Persian güçlerinin ezici gücüne rağmen, Gürcistan bağımsızlık mücadelesine devam etti. 1762'den 1798'e kadar birleşik Kartli-Kakheti'nin kralı olan Erekle II, bu dönemdeki önemli figürlerden biriydi. Pers hakimiyetine karşı direnmek için cesur bir çaba gösterdi ve doğu Gürcistan'ı yüzyıllar sonra ilk kez birleştirdi. Erekle'nin yönetimi, Osmanlı ve Pers tehditlerine karşı Rus desteği arayışı ile Gürcü egemenliğini koruma arasında bir denge kurma çabasıyla karakterize edildi. Bu hassas denge, bölgenin karmaşık jeopolitik ortamının ve yabancı hakimiyetine karşı Gürcü ruhunun direncinin bir kanıtıydı.

Kültürel ve ekonomik etki

Persian hakimiyetinin Gürcistan'daki dönemi önemli kültürel ve ekonomik etkilere sahipti. Tekrarlanan istilalar, çatışmalar ve siyasi kargaşa, yaygın yoksulluk ve ekonomik gerilemeye yol açtı. 17. yüzyılda bölgeyi ziyaret eden Fransız gezgin Jean Chardin gibi seyahatçiler, köylülerin zor koşullarını, soyluların kibirini ve din adamlarının cehaletini kaydettiler. Bu sosyal ve ekonomik çöküş, bu dönemi belirleyen amansız savaşlar ve siyasi istikrarsızlığın doğrudan bir sonucuydu.

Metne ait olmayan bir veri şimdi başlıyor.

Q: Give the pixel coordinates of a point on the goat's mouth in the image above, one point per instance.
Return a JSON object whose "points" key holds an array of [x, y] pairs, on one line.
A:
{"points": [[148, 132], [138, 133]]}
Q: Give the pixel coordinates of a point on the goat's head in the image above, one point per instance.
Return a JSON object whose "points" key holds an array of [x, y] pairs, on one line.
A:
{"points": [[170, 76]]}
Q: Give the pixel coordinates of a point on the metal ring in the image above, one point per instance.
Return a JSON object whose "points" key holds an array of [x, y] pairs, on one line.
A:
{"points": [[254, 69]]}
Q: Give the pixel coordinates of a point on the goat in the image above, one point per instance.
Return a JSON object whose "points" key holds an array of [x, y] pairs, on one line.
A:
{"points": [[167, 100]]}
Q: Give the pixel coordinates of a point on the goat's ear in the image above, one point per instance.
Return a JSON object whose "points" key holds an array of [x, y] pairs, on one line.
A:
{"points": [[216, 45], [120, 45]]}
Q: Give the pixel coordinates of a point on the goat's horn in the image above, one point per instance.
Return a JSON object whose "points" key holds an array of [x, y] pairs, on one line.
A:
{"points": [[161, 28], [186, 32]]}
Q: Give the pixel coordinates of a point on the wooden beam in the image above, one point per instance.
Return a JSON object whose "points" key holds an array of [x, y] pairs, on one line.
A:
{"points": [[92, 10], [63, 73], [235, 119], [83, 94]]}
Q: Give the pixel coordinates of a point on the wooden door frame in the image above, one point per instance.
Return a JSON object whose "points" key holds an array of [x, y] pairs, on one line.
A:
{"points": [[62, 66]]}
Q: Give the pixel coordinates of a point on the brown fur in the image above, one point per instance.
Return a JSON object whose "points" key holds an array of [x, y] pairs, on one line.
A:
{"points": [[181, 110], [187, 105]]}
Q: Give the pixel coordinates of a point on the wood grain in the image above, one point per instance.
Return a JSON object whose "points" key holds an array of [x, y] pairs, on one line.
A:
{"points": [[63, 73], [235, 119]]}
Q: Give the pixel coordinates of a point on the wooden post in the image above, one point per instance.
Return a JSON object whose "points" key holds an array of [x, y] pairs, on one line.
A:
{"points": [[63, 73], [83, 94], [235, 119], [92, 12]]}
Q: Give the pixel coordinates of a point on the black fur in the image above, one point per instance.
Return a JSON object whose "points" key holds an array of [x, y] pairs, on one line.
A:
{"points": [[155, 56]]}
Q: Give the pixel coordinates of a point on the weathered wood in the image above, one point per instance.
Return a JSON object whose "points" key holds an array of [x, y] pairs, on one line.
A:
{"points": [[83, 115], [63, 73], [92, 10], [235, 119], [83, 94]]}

Gürcü Dayanıklılığı ve Uyumu

Persian egemenliği döneminde, Gürcü halkı olağanüstü bir dayanıklılık ve uyum yeteneği sergiledi. Hukuki ve ekonomik koşulları iyileştirmeye çalışan Vakhtang VI ve milleti birleştirip korumaya çalışan Erekle II gibi figürler, yabancı egemenliğe karşı Gürcü tepkisinin sembolleridir. Kültür, yönetim ve diplomasi alanındaki çabaları, Gürcü direnişinin kalıcı ruhunu ve zorlu koşullar karşısında kendi kaderini tayin etme arzusunu vurgulamaktadır.

Rus Korumasına Geçiş

1783'teki Georgievsk Antlaşması'nın imzalanması, Gürcistan'ın dış politikasında önemli bir değişimi işaret etti. Rusya ile ittifak kurarak, Gürcistan Pers ve Osmanlı saldırılarına karşı korunma umudunu taşıyordu. Bu antlaşma, Gürcü liderlerin o dönemin karmaşık jeopolitik manzarasında yön bulma çabalarının stratejik bir hamlesini temsil ediyordu. Ancak, Rus korumasına doğru bu kayış, daha sonra Gürcistan toprakları üzerinde Rusya'nın kontrolünü kademeli olarak genişletmesiyle farklı bir tür dış egemenliğe zemin hazırlayacaktı.

Sonuç

Gürcistan'daki Pers hakimiyeti dönemi, çatışmalar, kültürel etkileşimler ve önemli siyasi yeniden yapılanmalarla işaretlenmiş çalkantılı bir dönemdi. Bu, Gürcü direnişinin sınırlarının zorlandığı, ulusun kültürel ve siyasi kimliğinin yabancı hakimiyetin ateşinde şekillendiği bir zamandı. Bu dönemin mirası, Gürcü halkının kalıcı ruhunda ve egemenlik ile kendi kaderini tayin etme arayışında kendini göstermektedir.